1. Introduction
Small diameter blood vessels followed by upstream vasoconstriction is often prone to secondary stenosis [
1]. Hence, regenerated blood vessels will be an appropriate solution for replacing these small diameter vessels (which were affected with secondary stenosis). Various techniques, such as extrusion, electrospinning, thermal-induced phase separation, braiding, hydrogel tubing, and gas foaming had been used for developing artificial blood vessels [
2,
3,
4,
5]. Serpentine vascular geometry having a rigid wall has been used in vascular regeneration [
6]. Unlike a straight channel blood vessel, both bifurcated and arch-type blood vessels do not facilitate constant and unidirectional blood flow [
7]. Instead, the flow becomes turbulent with larger eddies and torsion. Such phenomena encourages formulation and analysis of the flow driven mechanical force distributions within the serpentine vascular network.

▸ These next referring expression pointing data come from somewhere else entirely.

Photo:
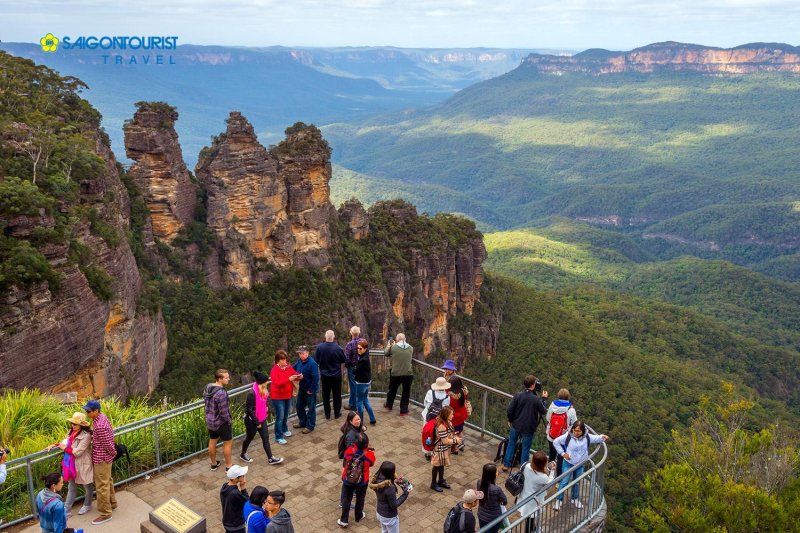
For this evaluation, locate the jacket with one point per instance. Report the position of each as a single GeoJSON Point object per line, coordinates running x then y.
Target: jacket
{"type": "Point", "coordinates": [233, 501]}
{"type": "Point", "coordinates": [310, 370]}
{"type": "Point", "coordinates": [401, 354]}
{"type": "Point", "coordinates": [281, 523]}
{"type": "Point", "coordinates": [330, 358]}
{"type": "Point", "coordinates": [525, 411]}
{"type": "Point", "coordinates": [386, 491]}
{"type": "Point", "coordinates": [558, 407]}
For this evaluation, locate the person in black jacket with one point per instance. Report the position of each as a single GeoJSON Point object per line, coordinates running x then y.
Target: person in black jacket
{"type": "Point", "coordinates": [386, 490]}
{"type": "Point", "coordinates": [524, 413]}
{"type": "Point", "coordinates": [233, 496]}
{"type": "Point", "coordinates": [330, 358]}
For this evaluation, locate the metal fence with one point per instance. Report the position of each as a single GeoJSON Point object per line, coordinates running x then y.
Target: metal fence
{"type": "Point", "coordinates": [163, 440]}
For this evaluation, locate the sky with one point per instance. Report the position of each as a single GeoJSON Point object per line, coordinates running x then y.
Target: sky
{"type": "Point", "coordinates": [562, 24]}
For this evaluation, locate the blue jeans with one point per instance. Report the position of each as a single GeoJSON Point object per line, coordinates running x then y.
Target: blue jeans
{"type": "Point", "coordinates": [351, 381]}
{"type": "Point", "coordinates": [362, 401]}
{"type": "Point", "coordinates": [527, 439]}
{"type": "Point", "coordinates": [566, 479]}
{"type": "Point", "coordinates": [281, 408]}
{"type": "Point", "coordinates": [307, 409]}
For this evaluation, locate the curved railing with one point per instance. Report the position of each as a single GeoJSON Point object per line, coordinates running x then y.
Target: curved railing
{"type": "Point", "coordinates": [163, 440]}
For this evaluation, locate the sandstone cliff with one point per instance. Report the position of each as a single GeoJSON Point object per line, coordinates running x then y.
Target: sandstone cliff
{"type": "Point", "coordinates": [672, 56]}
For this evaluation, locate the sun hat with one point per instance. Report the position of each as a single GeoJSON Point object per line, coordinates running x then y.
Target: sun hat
{"type": "Point", "coordinates": [440, 384]}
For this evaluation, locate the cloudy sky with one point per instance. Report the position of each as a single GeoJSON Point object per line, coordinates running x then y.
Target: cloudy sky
{"type": "Point", "coordinates": [566, 24]}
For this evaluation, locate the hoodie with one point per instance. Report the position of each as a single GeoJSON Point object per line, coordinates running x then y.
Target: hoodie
{"type": "Point", "coordinates": [558, 407]}
{"type": "Point", "coordinates": [281, 523]}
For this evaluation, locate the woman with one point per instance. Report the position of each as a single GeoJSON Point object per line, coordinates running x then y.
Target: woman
{"type": "Point", "coordinates": [458, 394]}
{"type": "Point", "coordinates": [358, 454]}
{"type": "Point", "coordinates": [536, 480]}
{"type": "Point", "coordinates": [386, 491]}
{"type": "Point", "coordinates": [445, 438]}
{"type": "Point", "coordinates": [282, 377]}
{"type": "Point", "coordinates": [76, 466]}
{"type": "Point", "coordinates": [363, 377]}
{"type": "Point", "coordinates": [52, 514]}
{"type": "Point", "coordinates": [494, 497]}
{"type": "Point", "coordinates": [573, 447]}
{"type": "Point", "coordinates": [255, 418]}
{"type": "Point", "coordinates": [255, 517]}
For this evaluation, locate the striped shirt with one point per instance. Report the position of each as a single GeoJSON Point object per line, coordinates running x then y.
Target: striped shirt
{"type": "Point", "coordinates": [102, 440]}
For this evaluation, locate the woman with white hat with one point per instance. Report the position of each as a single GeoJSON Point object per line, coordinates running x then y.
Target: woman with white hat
{"type": "Point", "coordinates": [76, 466]}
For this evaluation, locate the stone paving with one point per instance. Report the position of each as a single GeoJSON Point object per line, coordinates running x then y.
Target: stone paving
{"type": "Point", "coordinates": [311, 476]}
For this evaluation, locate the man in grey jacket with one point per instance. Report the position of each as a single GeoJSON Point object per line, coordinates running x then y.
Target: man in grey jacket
{"type": "Point", "coordinates": [401, 374]}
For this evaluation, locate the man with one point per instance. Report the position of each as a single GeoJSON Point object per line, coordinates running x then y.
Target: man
{"type": "Point", "coordinates": [350, 360]}
{"type": "Point", "coordinates": [401, 374]}
{"type": "Point", "coordinates": [233, 495]}
{"type": "Point", "coordinates": [524, 413]}
{"type": "Point", "coordinates": [218, 418]}
{"type": "Point", "coordinates": [280, 519]}
{"type": "Point", "coordinates": [307, 393]}
{"type": "Point", "coordinates": [103, 453]}
{"type": "Point", "coordinates": [330, 358]}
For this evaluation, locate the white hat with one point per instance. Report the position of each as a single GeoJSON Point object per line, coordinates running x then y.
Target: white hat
{"type": "Point", "coordinates": [236, 471]}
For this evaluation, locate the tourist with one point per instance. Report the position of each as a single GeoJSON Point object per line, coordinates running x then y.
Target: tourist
{"type": "Point", "coordinates": [218, 418]}
{"type": "Point", "coordinates": [76, 465]}
{"type": "Point", "coordinates": [524, 413]}
{"type": "Point", "coordinates": [280, 521]}
{"type": "Point", "coordinates": [233, 495]}
{"type": "Point", "coordinates": [330, 358]}
{"type": "Point", "coordinates": [401, 374]}
{"type": "Point", "coordinates": [52, 513]}
{"type": "Point", "coordinates": [573, 447]}
{"type": "Point", "coordinates": [282, 379]}
{"type": "Point", "coordinates": [254, 511]}
{"type": "Point", "coordinates": [357, 460]}
{"type": "Point", "coordinates": [363, 376]}
{"type": "Point", "coordinates": [350, 360]}
{"type": "Point", "coordinates": [445, 438]}
{"type": "Point", "coordinates": [536, 480]}
{"type": "Point", "coordinates": [103, 454]}
{"type": "Point", "coordinates": [560, 417]}
{"type": "Point", "coordinates": [386, 491]}
{"type": "Point", "coordinates": [256, 411]}
{"type": "Point", "coordinates": [307, 393]}
{"type": "Point", "coordinates": [495, 497]}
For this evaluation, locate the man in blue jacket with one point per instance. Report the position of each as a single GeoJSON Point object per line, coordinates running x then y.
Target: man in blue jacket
{"type": "Point", "coordinates": [307, 394]}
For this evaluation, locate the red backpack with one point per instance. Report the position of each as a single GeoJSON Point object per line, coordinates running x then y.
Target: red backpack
{"type": "Point", "coordinates": [558, 425]}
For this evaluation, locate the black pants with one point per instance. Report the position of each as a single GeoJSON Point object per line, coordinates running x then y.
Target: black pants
{"type": "Point", "coordinates": [347, 497]}
{"type": "Point", "coordinates": [394, 384]}
{"type": "Point", "coordinates": [251, 429]}
{"type": "Point", "coordinates": [332, 385]}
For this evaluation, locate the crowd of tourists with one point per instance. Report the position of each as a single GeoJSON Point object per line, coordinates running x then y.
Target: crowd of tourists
{"type": "Point", "coordinates": [89, 448]}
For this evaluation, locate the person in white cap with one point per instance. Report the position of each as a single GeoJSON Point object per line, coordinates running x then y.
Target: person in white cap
{"type": "Point", "coordinates": [233, 496]}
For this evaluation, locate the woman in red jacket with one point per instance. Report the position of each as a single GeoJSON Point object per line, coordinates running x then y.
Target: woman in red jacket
{"type": "Point", "coordinates": [282, 378]}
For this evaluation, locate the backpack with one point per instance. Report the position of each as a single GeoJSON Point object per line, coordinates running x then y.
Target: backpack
{"type": "Point", "coordinates": [558, 425]}
{"type": "Point", "coordinates": [429, 435]}
{"type": "Point", "coordinates": [354, 468]}
{"type": "Point", "coordinates": [454, 521]}
{"type": "Point", "coordinates": [435, 408]}
{"type": "Point", "coordinates": [516, 481]}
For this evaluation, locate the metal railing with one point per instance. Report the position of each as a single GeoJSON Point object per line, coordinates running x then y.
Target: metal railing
{"type": "Point", "coordinates": [176, 435]}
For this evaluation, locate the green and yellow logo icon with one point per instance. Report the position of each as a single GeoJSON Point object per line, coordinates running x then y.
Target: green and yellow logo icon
{"type": "Point", "coordinates": [49, 43]}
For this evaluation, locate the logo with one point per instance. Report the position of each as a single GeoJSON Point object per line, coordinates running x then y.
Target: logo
{"type": "Point", "coordinates": [49, 43]}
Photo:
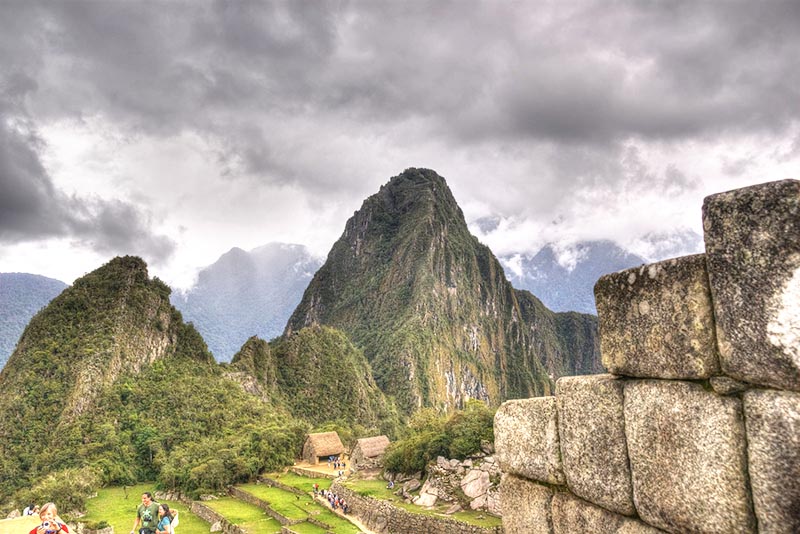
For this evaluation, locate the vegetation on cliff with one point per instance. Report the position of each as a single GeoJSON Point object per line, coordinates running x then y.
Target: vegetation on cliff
{"type": "Point", "coordinates": [431, 308]}
{"type": "Point", "coordinates": [109, 381]}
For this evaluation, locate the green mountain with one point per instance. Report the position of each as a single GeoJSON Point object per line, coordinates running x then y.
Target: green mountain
{"type": "Point", "coordinates": [108, 382]}
{"type": "Point", "coordinates": [21, 296]}
{"type": "Point", "coordinates": [431, 308]}
{"type": "Point", "coordinates": [319, 376]}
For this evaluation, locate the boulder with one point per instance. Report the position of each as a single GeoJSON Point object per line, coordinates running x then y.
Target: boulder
{"type": "Point", "coordinates": [752, 238]}
{"type": "Point", "coordinates": [526, 439]}
{"type": "Point", "coordinates": [656, 321]}
{"type": "Point", "coordinates": [475, 484]}
{"type": "Point", "coordinates": [591, 429]}
{"type": "Point", "coordinates": [773, 437]}
{"type": "Point", "coordinates": [571, 515]}
{"type": "Point", "coordinates": [530, 511]}
{"type": "Point", "coordinates": [687, 453]}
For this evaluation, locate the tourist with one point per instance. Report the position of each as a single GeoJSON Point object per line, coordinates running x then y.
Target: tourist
{"type": "Point", "coordinates": [146, 515]}
{"type": "Point", "coordinates": [51, 523]}
{"type": "Point", "coordinates": [164, 520]}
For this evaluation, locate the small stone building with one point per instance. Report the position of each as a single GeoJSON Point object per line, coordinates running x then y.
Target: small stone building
{"type": "Point", "coordinates": [368, 452]}
{"type": "Point", "coordinates": [321, 445]}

Bioprinting methodologies commonly use hydrogels as a cell-laden material as they are able to come into contact with the cells without damaging their viability [
8,
9,
10,
11]. Moreover, hydrogels can readily be mixed with cells, while simultaneously allowing for high cell density and homogenous cell distribution throughout the scaffold [
12]. The source of the hydrogel is an important factor because of varying chemical and mechanical properties of synthetic and natural polymers [
13]. Naturally derived hydrogels, such as GelMA, consist of inherent signaling molecules that promote cell adhesion. On the other hand, hydrogels derived from other organisms such, as alginate, lack these binding sites for cell adhesion and attachment [
14]. Natural biomaterials regulate interactions between the cells and the extracellular matrix and provide an excellent environment for the cells to grow, differentiate, and proliferate [
13,
15]. Since GelMa is a gelatin based bioink, it can also resolve intricate vascular networks and channels that offer endothelial cells with the essential properties of their native environments. Rheological modifiers also called rheological additives are mixed with gelatin based bioinks to enhance the rheology of the resulting bioink, especially with regard to viscosity and yield stress.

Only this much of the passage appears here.